Household income gains welcome in 2019 Census data, but may not be as strong as they first appear
Yesterday’s Census Bureau report on 2019 income levels showed significant gains in median household income in 2019, but it doesn’t necessarily tell the whole story. First, those gains may not be as strong as initially reported given survey non-response bias, which we explain below. Second, household incomes in 2019 provide little information on what is currently happening in the U.S. economy, because of the COVID-19 pandemic. Third, as a measure of how strong the economy can get, there is still room for improvement in terms of overall growth as well as in narrowing economic inequality and closing racial gaps.
According to the Census Bureau’s latest report, median household incomes rose 6.8% between 2018 and 2019. Ignoring the non-response concerns and taking this for face value, this represents a significant step towards reclaiming the lost decade of income growth caused by the Great Recession. The economy continued to grow in 2019 and the unemployment rate averaged 3.7% over the year. Increasing earnings as well as slowing inflation between 2018 and 2019 contributed to significant gains in household incomes.
And, yet, there’s reason to put a big old asterisk on the data for 2019. Although the data release includes information about 2019 only, the data was collected between February and April of this year, right as the pandemic began to spread rapidly and most of the country was locked down. This Census paper discusses some of the impacts the pandemic had on data collection efforts. Overall, non-response increased significantly and was more strongly associated with income than in previous years, with non-response decreasing with income, meaning that income data could be skewed higher than it actually was. Respondents were also less likely to be Black and more likely to be white or Hispanic. Using that information, researchers at the Census provided new estimates for household income over the last four years, provided as a separate working paper and not adjusted in the official Census report. The figure below provides some perspective on those changes along with other data changes in the last several years. Solid lines are reported CPS ASEC data; dashed lines prior to 2013 denote historical values imputed by applying the redesigned income methodology in 2013 to past trends and the dotted lines since 2016 represent the new imputed values from the Census working paper on non-response rates.

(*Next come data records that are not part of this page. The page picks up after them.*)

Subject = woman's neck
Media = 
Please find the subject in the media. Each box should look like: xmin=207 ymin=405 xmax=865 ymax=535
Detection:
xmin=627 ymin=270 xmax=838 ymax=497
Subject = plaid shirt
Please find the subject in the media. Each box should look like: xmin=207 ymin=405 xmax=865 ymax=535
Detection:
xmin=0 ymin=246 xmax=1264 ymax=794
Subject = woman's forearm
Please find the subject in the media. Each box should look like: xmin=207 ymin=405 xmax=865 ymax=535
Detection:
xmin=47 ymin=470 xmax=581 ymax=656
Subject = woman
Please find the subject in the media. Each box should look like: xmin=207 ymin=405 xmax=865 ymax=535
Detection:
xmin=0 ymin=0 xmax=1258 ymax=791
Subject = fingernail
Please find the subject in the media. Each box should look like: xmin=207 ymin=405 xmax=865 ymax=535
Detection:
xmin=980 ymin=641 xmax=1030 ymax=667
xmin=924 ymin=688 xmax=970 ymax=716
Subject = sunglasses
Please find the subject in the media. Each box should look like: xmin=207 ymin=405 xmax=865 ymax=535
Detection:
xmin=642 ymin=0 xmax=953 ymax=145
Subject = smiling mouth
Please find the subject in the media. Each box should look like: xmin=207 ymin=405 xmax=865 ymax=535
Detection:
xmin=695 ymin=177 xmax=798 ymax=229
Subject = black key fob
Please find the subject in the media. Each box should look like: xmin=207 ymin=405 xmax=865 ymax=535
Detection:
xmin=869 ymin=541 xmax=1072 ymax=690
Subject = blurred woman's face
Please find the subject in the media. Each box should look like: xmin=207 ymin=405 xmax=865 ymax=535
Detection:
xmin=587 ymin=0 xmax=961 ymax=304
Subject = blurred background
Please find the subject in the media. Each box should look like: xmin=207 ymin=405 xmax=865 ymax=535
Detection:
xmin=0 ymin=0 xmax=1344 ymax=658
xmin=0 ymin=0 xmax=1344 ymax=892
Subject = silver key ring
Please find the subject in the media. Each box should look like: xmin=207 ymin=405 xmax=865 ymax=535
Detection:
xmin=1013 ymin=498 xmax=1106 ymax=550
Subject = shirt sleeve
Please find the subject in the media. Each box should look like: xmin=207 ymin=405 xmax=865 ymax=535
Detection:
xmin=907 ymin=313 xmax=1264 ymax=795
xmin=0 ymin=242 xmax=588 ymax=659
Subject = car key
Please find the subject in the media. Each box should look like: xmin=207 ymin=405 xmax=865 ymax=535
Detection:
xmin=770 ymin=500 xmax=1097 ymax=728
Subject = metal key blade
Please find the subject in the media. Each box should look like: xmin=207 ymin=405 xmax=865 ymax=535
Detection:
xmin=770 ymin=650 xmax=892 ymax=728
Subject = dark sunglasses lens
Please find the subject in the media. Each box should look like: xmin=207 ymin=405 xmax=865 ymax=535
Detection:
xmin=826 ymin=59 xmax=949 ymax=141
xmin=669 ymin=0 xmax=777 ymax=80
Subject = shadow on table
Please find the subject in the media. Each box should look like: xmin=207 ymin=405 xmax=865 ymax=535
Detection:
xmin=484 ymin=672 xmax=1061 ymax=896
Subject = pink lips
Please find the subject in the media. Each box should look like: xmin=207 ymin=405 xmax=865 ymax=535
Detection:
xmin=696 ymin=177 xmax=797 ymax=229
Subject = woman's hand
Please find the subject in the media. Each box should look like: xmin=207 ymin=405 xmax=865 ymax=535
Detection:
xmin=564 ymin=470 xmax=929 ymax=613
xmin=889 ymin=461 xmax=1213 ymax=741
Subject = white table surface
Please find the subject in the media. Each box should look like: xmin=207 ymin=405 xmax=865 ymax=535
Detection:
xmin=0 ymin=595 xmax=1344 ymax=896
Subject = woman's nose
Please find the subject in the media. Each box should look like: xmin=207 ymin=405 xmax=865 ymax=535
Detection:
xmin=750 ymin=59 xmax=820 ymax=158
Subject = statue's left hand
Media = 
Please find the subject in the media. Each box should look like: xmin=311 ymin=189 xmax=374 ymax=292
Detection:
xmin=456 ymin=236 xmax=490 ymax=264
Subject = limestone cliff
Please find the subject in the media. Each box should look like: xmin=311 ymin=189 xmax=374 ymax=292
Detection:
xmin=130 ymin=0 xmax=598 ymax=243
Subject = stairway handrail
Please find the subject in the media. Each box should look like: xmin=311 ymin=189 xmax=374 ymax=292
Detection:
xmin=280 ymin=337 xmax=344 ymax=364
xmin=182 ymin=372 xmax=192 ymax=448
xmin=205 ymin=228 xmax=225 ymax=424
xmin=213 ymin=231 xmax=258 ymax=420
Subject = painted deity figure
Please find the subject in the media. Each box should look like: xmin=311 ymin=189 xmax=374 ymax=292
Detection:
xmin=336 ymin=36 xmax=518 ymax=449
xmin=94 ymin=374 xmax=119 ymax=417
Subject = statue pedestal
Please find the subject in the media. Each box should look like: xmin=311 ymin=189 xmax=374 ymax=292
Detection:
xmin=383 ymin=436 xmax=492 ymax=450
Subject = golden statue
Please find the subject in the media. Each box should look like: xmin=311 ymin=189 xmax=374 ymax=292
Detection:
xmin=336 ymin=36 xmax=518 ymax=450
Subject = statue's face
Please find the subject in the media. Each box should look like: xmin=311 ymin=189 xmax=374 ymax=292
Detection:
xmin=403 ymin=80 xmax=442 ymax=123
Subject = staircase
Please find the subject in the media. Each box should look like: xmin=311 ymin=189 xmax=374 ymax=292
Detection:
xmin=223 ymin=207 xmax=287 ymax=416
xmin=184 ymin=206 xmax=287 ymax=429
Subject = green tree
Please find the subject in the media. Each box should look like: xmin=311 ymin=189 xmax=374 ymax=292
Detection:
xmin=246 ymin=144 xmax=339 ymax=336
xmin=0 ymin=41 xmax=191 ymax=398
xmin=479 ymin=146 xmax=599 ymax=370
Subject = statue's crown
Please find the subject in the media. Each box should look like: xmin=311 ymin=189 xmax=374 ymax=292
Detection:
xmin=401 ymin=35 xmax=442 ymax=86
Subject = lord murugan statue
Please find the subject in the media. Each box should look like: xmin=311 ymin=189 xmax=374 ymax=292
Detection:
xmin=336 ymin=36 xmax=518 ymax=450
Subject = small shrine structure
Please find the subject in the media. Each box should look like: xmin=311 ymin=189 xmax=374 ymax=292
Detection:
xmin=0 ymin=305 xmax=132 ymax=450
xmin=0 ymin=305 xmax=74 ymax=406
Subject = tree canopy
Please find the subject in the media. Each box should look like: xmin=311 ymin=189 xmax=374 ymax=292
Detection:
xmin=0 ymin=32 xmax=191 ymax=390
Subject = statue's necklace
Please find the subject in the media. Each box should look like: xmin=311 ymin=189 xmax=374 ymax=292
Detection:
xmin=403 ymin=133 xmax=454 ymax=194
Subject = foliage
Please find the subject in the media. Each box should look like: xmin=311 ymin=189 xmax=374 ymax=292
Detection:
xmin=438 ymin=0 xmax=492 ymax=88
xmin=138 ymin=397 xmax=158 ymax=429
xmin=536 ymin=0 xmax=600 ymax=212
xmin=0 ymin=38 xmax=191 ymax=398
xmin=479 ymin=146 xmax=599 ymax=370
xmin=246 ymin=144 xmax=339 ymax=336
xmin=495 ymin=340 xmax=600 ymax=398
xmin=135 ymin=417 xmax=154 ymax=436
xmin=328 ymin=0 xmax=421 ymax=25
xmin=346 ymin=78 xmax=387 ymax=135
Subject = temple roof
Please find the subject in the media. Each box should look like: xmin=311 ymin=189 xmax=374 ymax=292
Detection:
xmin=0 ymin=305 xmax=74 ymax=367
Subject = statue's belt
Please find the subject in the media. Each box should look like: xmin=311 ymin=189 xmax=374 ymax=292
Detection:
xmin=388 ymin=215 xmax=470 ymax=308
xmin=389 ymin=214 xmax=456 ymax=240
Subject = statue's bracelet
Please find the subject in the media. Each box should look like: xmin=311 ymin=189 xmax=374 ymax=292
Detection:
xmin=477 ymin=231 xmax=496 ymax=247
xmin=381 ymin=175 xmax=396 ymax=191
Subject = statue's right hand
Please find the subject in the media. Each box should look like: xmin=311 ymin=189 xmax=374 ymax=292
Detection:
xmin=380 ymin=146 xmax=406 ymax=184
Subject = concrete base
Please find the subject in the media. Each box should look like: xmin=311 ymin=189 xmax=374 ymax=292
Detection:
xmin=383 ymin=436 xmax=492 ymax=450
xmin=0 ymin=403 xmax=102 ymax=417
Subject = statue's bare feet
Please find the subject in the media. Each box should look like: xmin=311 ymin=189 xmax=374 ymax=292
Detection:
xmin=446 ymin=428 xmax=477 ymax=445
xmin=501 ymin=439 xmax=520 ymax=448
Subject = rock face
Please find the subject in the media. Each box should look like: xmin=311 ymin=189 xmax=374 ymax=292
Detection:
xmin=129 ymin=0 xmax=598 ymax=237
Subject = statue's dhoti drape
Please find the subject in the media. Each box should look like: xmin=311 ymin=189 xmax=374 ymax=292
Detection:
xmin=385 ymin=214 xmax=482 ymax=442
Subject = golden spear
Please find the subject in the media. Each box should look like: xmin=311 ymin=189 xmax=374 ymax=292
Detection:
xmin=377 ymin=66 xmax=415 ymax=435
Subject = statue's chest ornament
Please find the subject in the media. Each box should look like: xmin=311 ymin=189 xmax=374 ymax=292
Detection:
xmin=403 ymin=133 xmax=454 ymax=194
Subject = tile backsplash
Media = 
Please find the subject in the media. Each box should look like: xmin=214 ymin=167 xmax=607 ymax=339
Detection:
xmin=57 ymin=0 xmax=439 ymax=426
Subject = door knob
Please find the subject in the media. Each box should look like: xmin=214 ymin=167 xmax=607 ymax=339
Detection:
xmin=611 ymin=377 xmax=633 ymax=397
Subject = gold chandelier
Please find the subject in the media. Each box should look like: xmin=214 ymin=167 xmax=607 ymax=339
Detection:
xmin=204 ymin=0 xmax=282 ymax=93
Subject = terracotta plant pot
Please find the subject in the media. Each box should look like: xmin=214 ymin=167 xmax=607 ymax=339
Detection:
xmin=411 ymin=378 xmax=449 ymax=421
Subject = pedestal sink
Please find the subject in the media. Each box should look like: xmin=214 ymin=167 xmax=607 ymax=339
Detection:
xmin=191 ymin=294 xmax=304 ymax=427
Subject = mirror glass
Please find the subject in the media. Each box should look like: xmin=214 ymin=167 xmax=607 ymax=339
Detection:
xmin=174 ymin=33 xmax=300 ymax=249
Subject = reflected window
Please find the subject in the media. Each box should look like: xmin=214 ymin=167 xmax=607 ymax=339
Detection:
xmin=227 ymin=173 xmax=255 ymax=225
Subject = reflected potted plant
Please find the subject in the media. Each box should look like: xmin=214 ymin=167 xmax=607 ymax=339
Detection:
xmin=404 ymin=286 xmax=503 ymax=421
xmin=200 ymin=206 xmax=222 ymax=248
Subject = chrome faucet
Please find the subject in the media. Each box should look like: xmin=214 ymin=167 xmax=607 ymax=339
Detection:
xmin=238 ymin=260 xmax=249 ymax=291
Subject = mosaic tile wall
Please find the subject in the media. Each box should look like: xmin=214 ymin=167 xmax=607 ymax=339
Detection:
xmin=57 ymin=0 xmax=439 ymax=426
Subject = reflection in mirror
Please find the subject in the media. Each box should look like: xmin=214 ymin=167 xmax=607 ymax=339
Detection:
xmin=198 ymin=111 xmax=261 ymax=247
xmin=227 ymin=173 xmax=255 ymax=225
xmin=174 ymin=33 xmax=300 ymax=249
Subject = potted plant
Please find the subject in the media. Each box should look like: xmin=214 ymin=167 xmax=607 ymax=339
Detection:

Real median household income, all households 1995–2019
|All households||All households- imputed series||All households- new series||All households- newest series||All households- newest series||All households- non-response bias adjustments|
Notes: Because of a redesign in the CPS ASEC income questions in 2013, we imputed the historical series using the ratio of the old and new method in 2013. Solid lines are actual CPS ASEC data; dashed lines before 2013 denote historical values imputed by applying the new methodology to past income trends. The break in the series in 2017 represents data from both the legacy CPS ASEC processing system and the updated CPS ASEC processing system. The dashed line starting in 2016 represents the CPS ASEC data adjusted for non-response bias (table 13 in this paper). Shaded areas denote recessions.
Source: EPI analysis of Current Population Survey Annual Social and Economic Supplement Historical Income Tables (Tables H-5 and HINC-02)
When correcting for non-response bias in 2019, the Census found that real median income was $66,790, 2.8% lower than reported in the official release. This represents a 4.1% increase in median income between 2018 and 2019, significantly lower than the official 6.8% figure. While 4.1% is still welcome growth, it’s not nearly as strong as the reported 6.8% would appear. After accounting for the non-response bias (as well as the 2013 redesign), median household income grew 3.6% between 2000 and 2019 versus 6.5% when failing to account for non-response bias. Further, non-response bias seems to impact those with lower incomes more than higher, leading to larger overestimates of income and income growth at lower incomes versus higher, suggesting greater income inequality than reported in the Census report.
While excitement over what looked like strong growth must be tempered by non-response bias, the deep recession that came with the pandemic this spring overshadows any of those differences. By any measure, the data for 2019 is terribly outdated. However, we may look to 2019 as the most recent labor market peak and see how well it performs. While the labor market continued to strengthen, as a metric of full employment, 2019 still falls short.
Healthier income growth in 2019 on top of two years of slower income growth illustrate just how long it has taken for the gains to a growing economy to reach those workers and households. To achieve just 3.6% growth at the median since 2000, less than 0.2% growth annually over the last 19 years, is a low bar for growth in living standards. Further, much more income growth is needed to close persistent racial disparities. Even in an economy as strong as 2019, median Black and Hispanic households had significantly less income than white households, bringing in only 61 and 74 cents on the white dollar, respectively. And, if what we’ve already learned about lower response bias is any indication, these reported income differences might be even larger in actuality.
Persistent racial disparities—deeply rooted in historical and ongoing social and economic injustices—contributed to greater susceptibility to the pandemic and the ensuing recession for Black and Hispanic workers and families. Now, because of the pandemic, we will once again be trying to recover lost ground for years to come. Policymakers should take heed of the policies that worked to help produce positive outcomes in 2019 and help get us back on the road to full employment sooner rather than later.